Эти религиозные системы, особенно дзэн-буддизм, своими нормами и принципами во многом определили кодекс самурайской чести, выработали у самураев фанатизм и готовность к самопожертвованию, что оказало громадное влияние на японский национальный характер и внесло свой вклад в развитие национализма, шовинизма и расизма. Достаточно указать на государственный синтоизм, который в качестве чрезвычайно реакционной и весьма влиятельной доктрины агрессивного национализма эффективно использовал «религиозный фанатизм нации» [36] в целях подготовки к будущей войне. Американский специалист по проблемам религии Р. Бэллон так охарактеризовал его: «Модели агрессивного национализма, созданные в фашистской Италии и нацистской Германии, были бледной имитацией японской модели, поскольку они не давали возможности достигнуть тотальной индоктринации, к которой стремились и которой достигли японцы» [37].

В основе государственного синтоизма лежит мистическая идея «духа Ямато», провозглашенная еще Мотоори Норина-гой и входящая в качестве одной из фундаментальных идей в бусидо. Именно в среде правых националистов и ультранационалистов империалистической Японии родилась идея паназиатизма - «Азия для азиатов», которая в дальнейшем развивалась в экспансионистскую идею создания «Великой восточноазиатской сферы сопроцветания» [38]. В итоге официальная доктрина империи об особой миссии японской нации, которая должна вести «священную» войну с целью распространить на весь мир «божественную волю Аматэрасу и августейшие добродетели императора» [39], позволила втянуть японский народ в ряд войн, в том числе и во вторую мировую, закончившуюся поражением Японии.

В формировании национального фанатизма просматривается и роль дзэн-буддизма, внедрившего в сознание последователей бусидо равнодушие к смерти, и конфуцианства, закрепившего в кодексе бусидо «верность долгу». В конце второй мировой войны это ярко проявилось в драматической истории камикадзе. Так японское командование назвало молодых солдат-смертников, действия которых должны были переломить ход войны в пользу Японии. В самом начале это были пилоты-охотники за американскими авианосцами, а затем «люди-лодки», «люди-мины», «люди-танки» и т.д. К концу войны в японских вооруженных силах действовали сотни отрядов камикадзе, некоторые из них насчитывали более тысячи бойцов. Их идейным вдохновителем и основателем был адмирал Ониси, сформировавший осенью 1944 г. на Филиппинах эскадрилью «камикадзе». Ее четыре подразделения носили имена, взятые из поэмы средневекового поэта-самурая Норинага Мотоори. Адмирал Ониси подчеркивал, что любой член этих отрядов представлял себя «богом без земных желаний» [40].

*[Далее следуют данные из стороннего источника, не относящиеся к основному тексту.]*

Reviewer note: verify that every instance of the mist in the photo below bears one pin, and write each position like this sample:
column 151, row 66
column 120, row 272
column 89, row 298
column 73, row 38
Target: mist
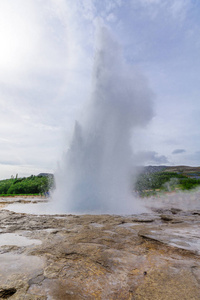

Возникновение таких подразделений вполне закономерно, оно подготовлено морально-этической системой бусидо и пропагандой идеи умереть за Японию, за императора. Не случайно непременным атрибутом камикадзе был самурайский меч, а на голове - белая повязка, такая же, как и у саггураев, идущих в бой. В националистическом угаре они, не раздумывая, бросались в бой, несший им неминуемую смерть. Исследования Института математической статистики Японии по проблеме «национальный характер» свидетельствуют о том, что дух бусидо продолжает жить в сознании японцев [41].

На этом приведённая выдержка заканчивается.